The history of weather forecasting
Weather forecasting originated with Captain Robert Fitzroy following the loss of the ship Royal Charter in 1859. Weather forecasts were first published in The Times in 1862. The first televised forecast for the public was in 1936 but these were of limited usefulness until about 1954 when the forecaster could be seen using a pencil and rubber to update the forecast live.
The Meteorological (‘Met’) Office
Before WW2 the Met. Office was based in London but by February 1940 had moved to Dunstable. Dunstable was chosen as Post Office lines ran along the A5 and the Downs helped reception. It was also close to key partner organisations such as Stanridge, Leighton Buzzard (RAF Central Communication Centre) said to be the largest telephone exchange in the world, and the now famous Bletchley Park.
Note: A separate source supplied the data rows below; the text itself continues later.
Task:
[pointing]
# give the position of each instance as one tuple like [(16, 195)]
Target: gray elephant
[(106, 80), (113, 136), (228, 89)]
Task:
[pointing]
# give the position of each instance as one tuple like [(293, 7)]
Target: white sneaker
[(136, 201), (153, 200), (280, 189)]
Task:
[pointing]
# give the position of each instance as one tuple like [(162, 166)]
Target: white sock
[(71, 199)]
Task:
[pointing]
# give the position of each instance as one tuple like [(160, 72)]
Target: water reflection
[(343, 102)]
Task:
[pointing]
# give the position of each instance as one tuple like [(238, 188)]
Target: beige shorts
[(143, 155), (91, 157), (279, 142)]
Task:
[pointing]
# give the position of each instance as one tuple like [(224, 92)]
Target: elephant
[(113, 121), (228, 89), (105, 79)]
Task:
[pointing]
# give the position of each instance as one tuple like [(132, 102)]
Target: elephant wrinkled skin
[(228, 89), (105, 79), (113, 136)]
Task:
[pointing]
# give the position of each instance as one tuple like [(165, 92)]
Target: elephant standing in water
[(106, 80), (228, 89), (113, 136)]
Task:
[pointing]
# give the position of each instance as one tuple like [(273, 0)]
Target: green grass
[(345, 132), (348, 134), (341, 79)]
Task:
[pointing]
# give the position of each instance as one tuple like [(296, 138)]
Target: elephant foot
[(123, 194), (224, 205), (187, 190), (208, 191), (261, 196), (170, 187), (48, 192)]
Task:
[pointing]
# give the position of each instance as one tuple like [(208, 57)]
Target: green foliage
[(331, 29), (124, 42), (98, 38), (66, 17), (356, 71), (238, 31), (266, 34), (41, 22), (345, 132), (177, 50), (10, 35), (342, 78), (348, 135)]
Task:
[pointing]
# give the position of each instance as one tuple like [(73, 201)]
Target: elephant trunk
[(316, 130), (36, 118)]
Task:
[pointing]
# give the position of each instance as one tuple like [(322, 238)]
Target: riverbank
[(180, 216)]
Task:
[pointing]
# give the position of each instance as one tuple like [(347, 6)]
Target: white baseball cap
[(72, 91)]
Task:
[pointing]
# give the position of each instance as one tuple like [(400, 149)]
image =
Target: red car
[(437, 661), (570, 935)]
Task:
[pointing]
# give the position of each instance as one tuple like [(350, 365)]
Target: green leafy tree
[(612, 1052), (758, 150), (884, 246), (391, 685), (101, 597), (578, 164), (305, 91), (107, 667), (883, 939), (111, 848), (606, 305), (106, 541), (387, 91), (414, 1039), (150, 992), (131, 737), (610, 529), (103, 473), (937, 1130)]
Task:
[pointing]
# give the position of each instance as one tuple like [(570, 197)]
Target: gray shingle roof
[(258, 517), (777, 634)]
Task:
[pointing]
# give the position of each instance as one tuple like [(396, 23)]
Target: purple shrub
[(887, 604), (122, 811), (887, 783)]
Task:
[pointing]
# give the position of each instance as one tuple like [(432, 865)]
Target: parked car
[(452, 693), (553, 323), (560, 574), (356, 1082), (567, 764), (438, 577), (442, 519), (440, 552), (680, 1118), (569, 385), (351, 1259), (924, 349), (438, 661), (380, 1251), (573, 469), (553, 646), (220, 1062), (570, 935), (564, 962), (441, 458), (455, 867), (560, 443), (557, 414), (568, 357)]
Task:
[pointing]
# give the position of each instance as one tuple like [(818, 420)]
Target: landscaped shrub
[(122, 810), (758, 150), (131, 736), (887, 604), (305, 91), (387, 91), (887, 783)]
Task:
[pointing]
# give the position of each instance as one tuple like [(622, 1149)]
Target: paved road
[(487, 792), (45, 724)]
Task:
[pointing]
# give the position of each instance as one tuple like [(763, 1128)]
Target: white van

Before WW2, the Met. Office had 43 reporting stations but by the end it had 552. At the start of the War it had 700 staff (all male) but by the end it had 6,000 staff including women (in more junior roles) and a number of foreign staff from countries such as Norway and Sweden. The Met. Office received reports from overseas stations in places like Gibraltar, Egypt, Palestine and Iraq; it also played a key role in cracking the Enigma code as German reports contained a more easily deciphered weather forecast; this then gave access to weather forecasts in enemy territory.
At the site there were a series of specialist departments where both civilians and service personnel worked on a 24-hour cycle to produce a regular stream of weather reports for airfields etc., some delivered by dispatch riders. There were limitations on forecasting. For example, the necessary radio silence on ships meant weather forecasting for the North Atlantic and North Sea was extremely difficult. Also some skills such as upper air monitoring were not sufficiently developed leading to one disaster in March 1944 when 72 of our bombers were lost when they encountered upper air speeds of 120 mph.
Extreme security was required at the site. For example, when the Chief Met. Officer was advised of planned bombing raids he was not allowed to leave the site until the raid was fully completed.
D Day forecasting
The head of the Met. Office for Operation Overlord, Group Captain Dr James Martin Stagg, played a key role (alongside US forecasters and the Admiralty) in advising General Eisenhower on the date for the invasion of Europe in 1944. The invasion day needed to be moonlit, have a low tide at dawn, have quiet weather for 48 hours, etc. Early June 1944 was identified but unfortunately June that year had very disturbed weather. Eisenhower’s preferred date of 5 June 1944 had to be cancelled but Stagg was able to advise that there was a short break in the weather on 6 June, when the massive invasion went ahead. Fortuitously the Germans were still forecasting bad weather so were caught by surprise; and the later potential June dates had appalling weather. Stagg was subsequently much honoured for his key role in the successful invasion.
Dunstable at War
The Met. Office was not the only contribution Dunstable made to the War effort. A local firm, Bagshawe & Co. Ltd, built ‘Bombardons’* which became part of the Mulberry Harbours. Thunderstorms were observed and Radar developed by equipment shelters disguised as haystacks on Dunstable Downs. Security printers De La Rue and Waterlows produced huge quantities of German newspapers, stamps, ration books and leaflets to be dropped behind enemy lines to cause confusion. ‘Black’ propaganda was produced at Woburn. At Tempsford air base, low altitude flights were made on moonlit nights over enemy territory to support resistance fighters and transport our undercover agents.
The Met. Office site in Dunstable is now a housing estate, its former existence only remembered in one road and one school name. It moved to Bracknell in 1961 and is now based in Exeter. Hester Gabbutt
* Bombardons were floating breakwaters fitted to the seaward side of the main body of the ‘Mulberrys’.